L’étude de ces décisions révèle une double tension. D’une part, la Cour de cassation consolide le droit de l’acquéreur à obtenir une restitution effective du prix lorsque le vice est avéré, en écartant les obstacles procéduraux qui tendraient à vider l’action estimatoire de sa substance et en refusant que la réparation du vice par un tiers au contrat puisse éteindre l’action en garantie. D’autre part, elle renforce les obligations du vendeur professionnel ou de celui qui s’est comporté comme constructeur, en lui interdisant de se retrancher derrière des clauses de non-garantie insérées dans les actes authentiques, dès lors qu’il est présumé connaître les vices de la chose vendue. Cette jurisprudence récente, qui intéresse au premier chef les praticiens du droit immobilier, appelle une analyse structurée en deux temps : l’examen des conditions de la garantie (I), puis celui de ses sanctions et de leur aménagement conventionnel (II).
L’article 1641 du code civil dispose que « le vendeur est tenu de la garantie à raison des défauts cachés de la chose vendue qui la rendent impropre à l’usage auquel on la destine, ou qui diminuent tellement cet usage que l’acheteur ne l’aurait pas acquise, ou n’en aurait donné qu’un moindre prix, s’il les avait connus ». Cette disposition, inchangée depuis 1804, pose trois conditions cumulatives : un défaut, un caractère caché, et une gravité suffisante.
La troisième chambre civile a récemment rappelé que le vice caché doit être inhérent à la chose vendue. Dans un arrêt du 16 mars 2023 (n° 21-19.460, Publié au Bulletin), elle a précisé que « le vice caché est un vice inhérent à la chose vendue » et non un élément extérieur à celle-ci. La cour d’appel avait en l’espèce retenu un vice tiré de la seule situation géographique du terrain, sans caractériser un défaut propre au bien. La Cour de cassation a censuré cette analyse, rappelant que la garantie des vices cachés ne peut être étendue à des circonstances extérieures au bien lui-même. (Cass. 3e civ., 16 mars 2023, n° 21-19.460)
La condition d’antériorité du vice à la vente constitue un autre verrou essentiel. Il appartient à l’acquéreur de démontrer que le défaut existait, au moins en germe, au jour du transfert de propriété. Cette preuve est le plus souvent rapportée par voie d’expertise judiciaire, dont les conclusions lient le juge du fond sous le contrôle de la Cour de cassation. L’arrêt du 8 février 2023 (n° 22-10.743, Publié au Bulletin) illustre cette exigence : les désordres affectant les planchers, dus à la présence d’insectes xylophages, avaient été constatés après la vente, mais l’expertise avait établi leur origine antérieure. (Cass. 3e civ., 8 févr. 2023, n° 22-10.743)
La Cour de cassation veille également à la distinction entre le vice caché relevant de la garantie des articles 1641 et suivants et le défaut de conformité. Le vice caché affecte l’usage normal de la chose, tandis que le défaut de conformité résulte d’une discordance entre la chose livrée et la chose promise. Dans le contentieux immobilier, la qualification retenue détermine le délai d’action applicable et le régime de preuve.
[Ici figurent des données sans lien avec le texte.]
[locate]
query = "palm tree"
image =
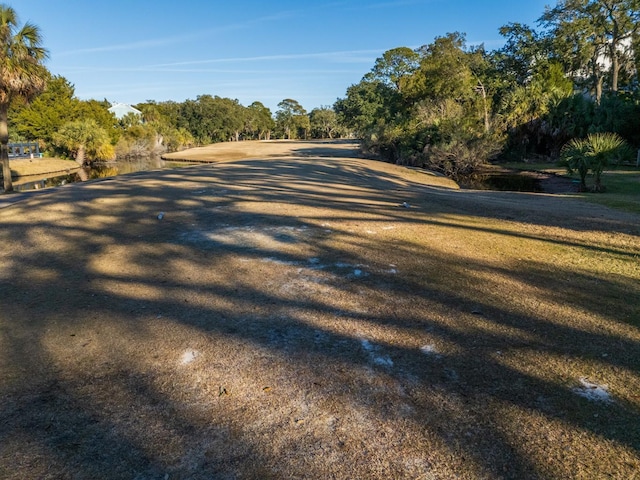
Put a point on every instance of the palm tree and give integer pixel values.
(21, 73)
(594, 153)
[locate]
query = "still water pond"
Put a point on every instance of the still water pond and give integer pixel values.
(99, 170)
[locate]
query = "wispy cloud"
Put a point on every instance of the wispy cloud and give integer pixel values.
(177, 39)
(345, 56)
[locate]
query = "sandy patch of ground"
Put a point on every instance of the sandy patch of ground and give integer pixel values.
(289, 317)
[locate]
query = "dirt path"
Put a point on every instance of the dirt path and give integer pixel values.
(300, 313)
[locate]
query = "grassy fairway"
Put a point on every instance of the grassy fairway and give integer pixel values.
(307, 314)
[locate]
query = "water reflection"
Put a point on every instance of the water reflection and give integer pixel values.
(97, 170)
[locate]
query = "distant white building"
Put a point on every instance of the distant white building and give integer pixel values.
(120, 110)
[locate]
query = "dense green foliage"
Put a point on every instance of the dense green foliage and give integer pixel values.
(451, 107)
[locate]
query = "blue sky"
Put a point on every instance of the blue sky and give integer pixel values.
(131, 51)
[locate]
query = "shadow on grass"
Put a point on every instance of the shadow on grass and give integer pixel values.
(409, 354)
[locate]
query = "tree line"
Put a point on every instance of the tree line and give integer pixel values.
(451, 107)
(549, 92)
(61, 123)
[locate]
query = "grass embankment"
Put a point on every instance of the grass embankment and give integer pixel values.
(622, 185)
(25, 170)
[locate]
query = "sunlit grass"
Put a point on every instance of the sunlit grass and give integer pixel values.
(622, 184)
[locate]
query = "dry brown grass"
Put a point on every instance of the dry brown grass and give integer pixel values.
(289, 318)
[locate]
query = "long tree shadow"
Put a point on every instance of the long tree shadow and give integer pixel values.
(296, 299)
Cette distinction présente un intérêt pratique considérable pour l’acquéreur, car les deux actions obéissent à des délais différents et ne sont pas soumises aux mêmes conditions de fond. L’action en garantie des vices cachés se prescrit par deux ans à compter de la découverte du vice, conformément à l’article 1648 du code civil, tandis que l’action en non-conformité relève, selon les cas, du délai de droit commun de cinq ans ou de prescriptions spéciales.
Par ailleurs, la Cour de cassation a eu l’occasion de préciser que le vice caché peut résulter d’un défaut affectant non seulement la structure du bien, mais également ses qualités substantielles. La présence d’insectes xylophages, une installation électrique non conforme aux normes de sécurité, une toiture présentant des infiltrations récurrentes ou encore un système d’assainissement défaillant constituent autant d’exemples de vices susceptibles de justifier la mise en œuvre de la garantie légale. La jurisprudence retient une appréciation in concreto de la gravité du vice, en considération de la destination du bien et des attentes légitimes de l’acquéreur.
L’article 1643 du code civil énonce que le vendeur « est tenu des vices cachés, quand même il ne les aurait pas connus, à moins que, dans ce cas, il n’ait stipulé qu’il ne sera obligé à aucune garantie ». Cette disposition, lue a contrario, signifie que le vendeur qui connaissait le vice ne peut jamais s’exonérer de sa garantie, même par une clause expresse.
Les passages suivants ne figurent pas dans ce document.